A: Yes. The effectiveness of carbohydrate counting has been well documented in the type 1 diabetes population. In children, precision with carbohydrate counting is associated with lower HbA1c values and less glucose variability.3,4 Furthermore, carbohydrate counting results in improved glycemic control in a short period of time with no weight increase despite a higher total daily insulin dose.
Carbohydrate counting is a useful adjunct to glycemic control in adults with type 2 diabetes. However, its necessity for good glycemic control has been less studied in this population. In our experience, carbohydrate counting remains the optimal approach to determining insulin dosage with each meal in this population. If patients are able and willing to eat the same amount of carbohydrate with each meal, a basic carbohydrate counting strategy can be used. For those more motivated patients, advanced carbohydrate counting is the optimal strategy for fine-tuning glycemic control.
1. Kalergis M, Pacaud D, Stychar I, et al. Optimizing insulin delivery: assessment of three strategies in intensive diabetes management. Diabetes Obes Metab. 2000;2:299-305.

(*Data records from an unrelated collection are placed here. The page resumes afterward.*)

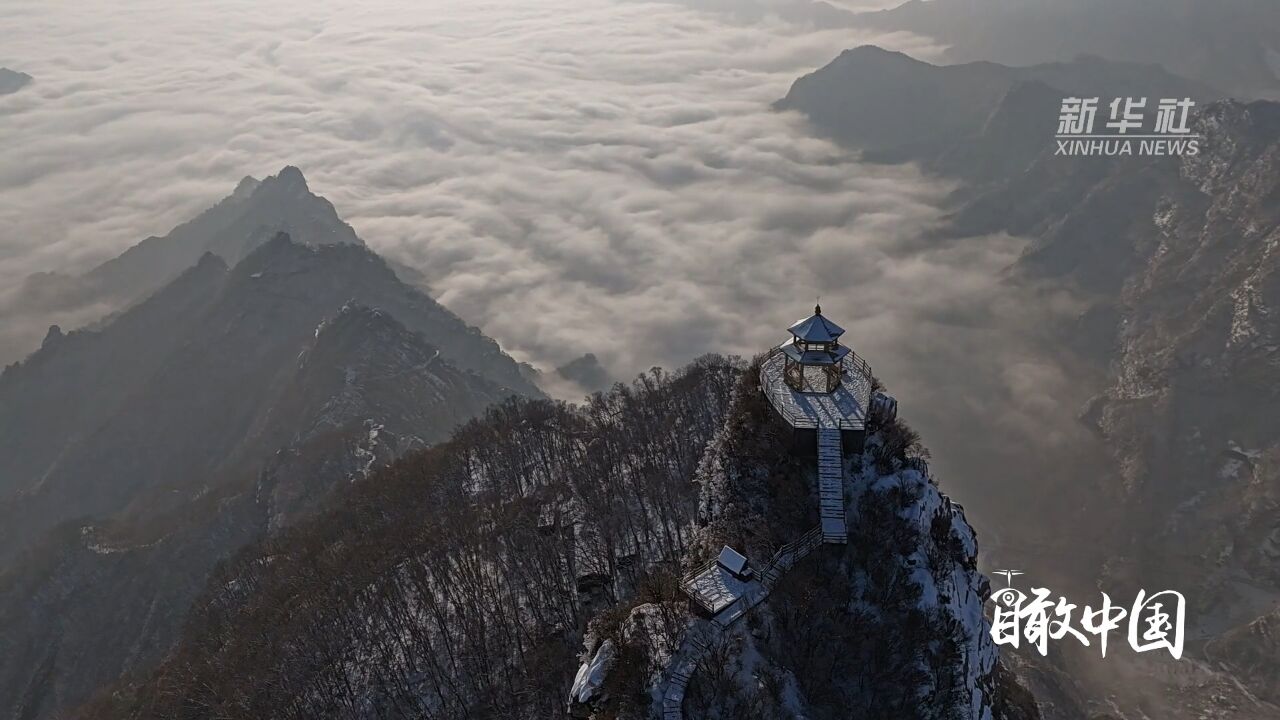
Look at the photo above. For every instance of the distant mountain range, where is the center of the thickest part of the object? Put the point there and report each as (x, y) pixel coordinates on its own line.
(978, 121)
(224, 405)
(1176, 261)
(1233, 45)
(232, 228)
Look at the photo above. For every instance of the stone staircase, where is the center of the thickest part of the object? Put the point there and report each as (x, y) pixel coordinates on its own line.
(831, 486)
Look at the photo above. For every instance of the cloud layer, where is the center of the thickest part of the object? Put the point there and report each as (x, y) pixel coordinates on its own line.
(572, 176)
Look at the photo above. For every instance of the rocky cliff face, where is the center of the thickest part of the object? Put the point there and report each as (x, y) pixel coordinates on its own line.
(466, 579)
(231, 229)
(1174, 261)
(890, 625)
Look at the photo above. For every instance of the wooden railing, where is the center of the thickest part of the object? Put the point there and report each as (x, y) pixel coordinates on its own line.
(789, 555)
(860, 378)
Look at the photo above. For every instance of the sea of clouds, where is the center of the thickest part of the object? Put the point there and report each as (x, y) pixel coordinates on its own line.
(572, 176)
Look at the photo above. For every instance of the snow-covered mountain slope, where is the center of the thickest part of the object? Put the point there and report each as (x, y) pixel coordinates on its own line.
(229, 404)
(254, 213)
(478, 578)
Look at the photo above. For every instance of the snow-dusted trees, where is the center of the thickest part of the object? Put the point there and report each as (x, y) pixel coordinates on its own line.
(449, 584)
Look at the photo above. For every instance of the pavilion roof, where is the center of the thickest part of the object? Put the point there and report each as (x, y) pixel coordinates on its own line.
(816, 328)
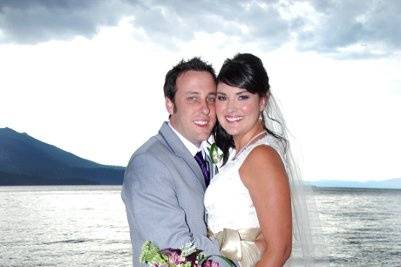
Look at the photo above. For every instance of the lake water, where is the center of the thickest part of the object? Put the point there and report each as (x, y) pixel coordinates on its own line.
(86, 226)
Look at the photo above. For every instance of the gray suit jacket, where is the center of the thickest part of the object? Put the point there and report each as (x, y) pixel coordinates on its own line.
(163, 193)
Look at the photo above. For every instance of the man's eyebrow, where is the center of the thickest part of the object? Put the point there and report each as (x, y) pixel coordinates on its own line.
(192, 93)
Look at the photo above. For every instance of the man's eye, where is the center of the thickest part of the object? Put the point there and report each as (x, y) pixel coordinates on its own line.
(192, 98)
(243, 97)
(221, 98)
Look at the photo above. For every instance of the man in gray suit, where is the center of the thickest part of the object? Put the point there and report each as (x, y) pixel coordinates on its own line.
(164, 184)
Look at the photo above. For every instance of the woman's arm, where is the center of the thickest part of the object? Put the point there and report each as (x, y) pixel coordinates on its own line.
(264, 175)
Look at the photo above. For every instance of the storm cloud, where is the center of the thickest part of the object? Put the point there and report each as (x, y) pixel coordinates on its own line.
(347, 28)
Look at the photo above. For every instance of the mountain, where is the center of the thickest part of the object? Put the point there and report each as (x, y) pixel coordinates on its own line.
(390, 184)
(25, 160)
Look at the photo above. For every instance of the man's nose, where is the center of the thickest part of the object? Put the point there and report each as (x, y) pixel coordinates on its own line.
(231, 105)
(205, 107)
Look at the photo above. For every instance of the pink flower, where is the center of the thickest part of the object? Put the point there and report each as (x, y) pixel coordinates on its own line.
(210, 263)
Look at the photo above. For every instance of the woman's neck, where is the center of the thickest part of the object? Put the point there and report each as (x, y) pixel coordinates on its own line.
(245, 139)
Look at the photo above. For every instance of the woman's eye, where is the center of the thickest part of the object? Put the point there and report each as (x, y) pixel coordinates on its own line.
(211, 99)
(221, 97)
(192, 98)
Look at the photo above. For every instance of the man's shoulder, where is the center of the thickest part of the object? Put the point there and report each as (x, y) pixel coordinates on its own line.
(153, 147)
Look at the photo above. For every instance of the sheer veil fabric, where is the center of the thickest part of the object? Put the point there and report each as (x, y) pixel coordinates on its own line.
(304, 212)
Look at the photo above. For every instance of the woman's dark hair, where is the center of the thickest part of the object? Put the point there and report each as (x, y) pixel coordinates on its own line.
(244, 71)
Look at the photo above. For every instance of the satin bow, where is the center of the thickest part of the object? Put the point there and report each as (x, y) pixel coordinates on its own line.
(234, 243)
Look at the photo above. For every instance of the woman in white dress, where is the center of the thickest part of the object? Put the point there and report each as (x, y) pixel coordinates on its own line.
(253, 201)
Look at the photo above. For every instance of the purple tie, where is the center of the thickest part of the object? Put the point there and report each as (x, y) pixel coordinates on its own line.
(205, 170)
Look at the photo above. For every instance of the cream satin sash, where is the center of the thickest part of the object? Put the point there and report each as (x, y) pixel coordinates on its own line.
(239, 245)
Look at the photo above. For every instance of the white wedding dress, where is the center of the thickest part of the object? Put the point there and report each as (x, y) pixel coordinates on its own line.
(231, 215)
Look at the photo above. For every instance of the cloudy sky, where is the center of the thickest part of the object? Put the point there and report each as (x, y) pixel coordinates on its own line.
(87, 76)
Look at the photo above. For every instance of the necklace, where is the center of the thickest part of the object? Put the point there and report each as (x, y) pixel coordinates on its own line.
(247, 144)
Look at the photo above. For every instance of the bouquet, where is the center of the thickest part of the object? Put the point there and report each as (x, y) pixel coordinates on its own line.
(188, 256)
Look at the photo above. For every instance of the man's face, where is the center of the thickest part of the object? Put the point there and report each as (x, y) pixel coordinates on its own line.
(192, 113)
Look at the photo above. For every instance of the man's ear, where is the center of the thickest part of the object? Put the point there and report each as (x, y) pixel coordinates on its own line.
(169, 106)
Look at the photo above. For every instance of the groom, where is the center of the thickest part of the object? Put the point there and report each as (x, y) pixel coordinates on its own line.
(166, 178)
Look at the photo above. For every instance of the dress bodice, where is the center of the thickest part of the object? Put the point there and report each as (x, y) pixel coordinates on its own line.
(227, 200)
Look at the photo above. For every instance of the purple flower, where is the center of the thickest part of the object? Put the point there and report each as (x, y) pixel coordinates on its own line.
(210, 263)
(174, 256)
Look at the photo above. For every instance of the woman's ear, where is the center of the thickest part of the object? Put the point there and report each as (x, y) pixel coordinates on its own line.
(262, 103)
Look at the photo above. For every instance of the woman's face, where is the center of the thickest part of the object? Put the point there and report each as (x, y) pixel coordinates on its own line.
(237, 109)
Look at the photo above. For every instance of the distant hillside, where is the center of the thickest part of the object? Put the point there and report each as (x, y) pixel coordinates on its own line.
(25, 160)
(391, 184)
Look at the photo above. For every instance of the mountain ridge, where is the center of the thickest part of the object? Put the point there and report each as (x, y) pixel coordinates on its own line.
(25, 160)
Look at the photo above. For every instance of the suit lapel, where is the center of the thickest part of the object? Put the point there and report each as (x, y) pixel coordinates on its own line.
(212, 166)
(181, 151)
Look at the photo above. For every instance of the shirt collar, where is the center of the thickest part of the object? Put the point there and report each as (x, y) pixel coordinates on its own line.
(191, 147)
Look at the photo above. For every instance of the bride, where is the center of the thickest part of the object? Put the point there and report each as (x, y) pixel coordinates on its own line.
(255, 206)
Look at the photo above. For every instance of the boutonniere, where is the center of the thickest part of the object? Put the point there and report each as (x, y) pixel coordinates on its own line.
(188, 256)
(215, 154)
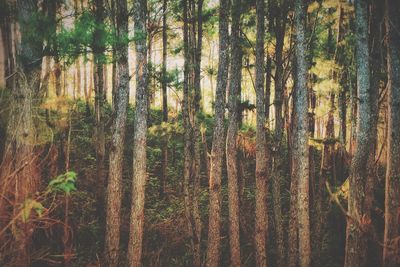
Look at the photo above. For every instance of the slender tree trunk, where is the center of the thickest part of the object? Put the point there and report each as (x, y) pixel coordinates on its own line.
(356, 238)
(231, 142)
(280, 25)
(164, 152)
(98, 78)
(261, 223)
(268, 75)
(187, 153)
(300, 141)
(217, 150)
(114, 187)
(140, 137)
(392, 182)
(197, 134)
(20, 159)
(78, 60)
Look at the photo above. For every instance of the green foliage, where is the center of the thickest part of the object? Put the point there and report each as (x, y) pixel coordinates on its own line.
(64, 183)
(29, 205)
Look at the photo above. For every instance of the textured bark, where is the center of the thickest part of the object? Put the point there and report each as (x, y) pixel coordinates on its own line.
(21, 176)
(300, 141)
(280, 19)
(164, 152)
(7, 36)
(268, 74)
(139, 174)
(114, 187)
(392, 181)
(197, 135)
(261, 221)
(3, 56)
(231, 136)
(217, 150)
(280, 26)
(98, 78)
(358, 210)
(78, 60)
(187, 150)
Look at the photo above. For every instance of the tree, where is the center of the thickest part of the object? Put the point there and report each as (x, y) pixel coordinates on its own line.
(217, 150)
(261, 225)
(300, 139)
(231, 136)
(392, 181)
(98, 47)
(278, 13)
(358, 206)
(114, 187)
(164, 152)
(20, 160)
(139, 174)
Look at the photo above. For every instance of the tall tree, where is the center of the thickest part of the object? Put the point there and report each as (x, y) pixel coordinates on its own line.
(20, 160)
(139, 174)
(261, 225)
(392, 181)
(164, 174)
(278, 13)
(114, 187)
(358, 206)
(231, 136)
(300, 139)
(98, 47)
(217, 150)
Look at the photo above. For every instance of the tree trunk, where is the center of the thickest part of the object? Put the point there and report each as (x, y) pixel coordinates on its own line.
(139, 174)
(300, 141)
(277, 161)
(114, 187)
(98, 78)
(261, 223)
(359, 214)
(164, 152)
(392, 182)
(19, 166)
(231, 142)
(196, 131)
(217, 150)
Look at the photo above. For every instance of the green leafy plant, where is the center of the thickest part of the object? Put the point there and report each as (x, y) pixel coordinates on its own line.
(63, 183)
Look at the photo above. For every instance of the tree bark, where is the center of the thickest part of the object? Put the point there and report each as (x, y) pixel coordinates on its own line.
(300, 142)
(164, 152)
(392, 181)
(280, 26)
(98, 78)
(231, 138)
(19, 167)
(359, 213)
(261, 223)
(114, 187)
(139, 174)
(217, 150)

2. Armstrong D. Carbohydrate factors: a precise method for meal planning. Diabetes Self Management. August 2006.
3. Laurenzi, Bolla AM, Panigoni G, et al. Effects of carbohydrate counting on glucose control and quality of life over 24 weeks in adult patients with type 1 diabetes on continuous subcutaneous insulin infusion: a randomized, prospective clinical trial (GIOCAR). Diabetes Care. 2001;34(4):823-827.
4. Mehta, SN, Quinn N, Volkening LK, Laffel LM. Impact of carbohydrate counting on glycemic control in children with type 1 diabetes. Diabetes Care. 2009;32(6):1014-1016.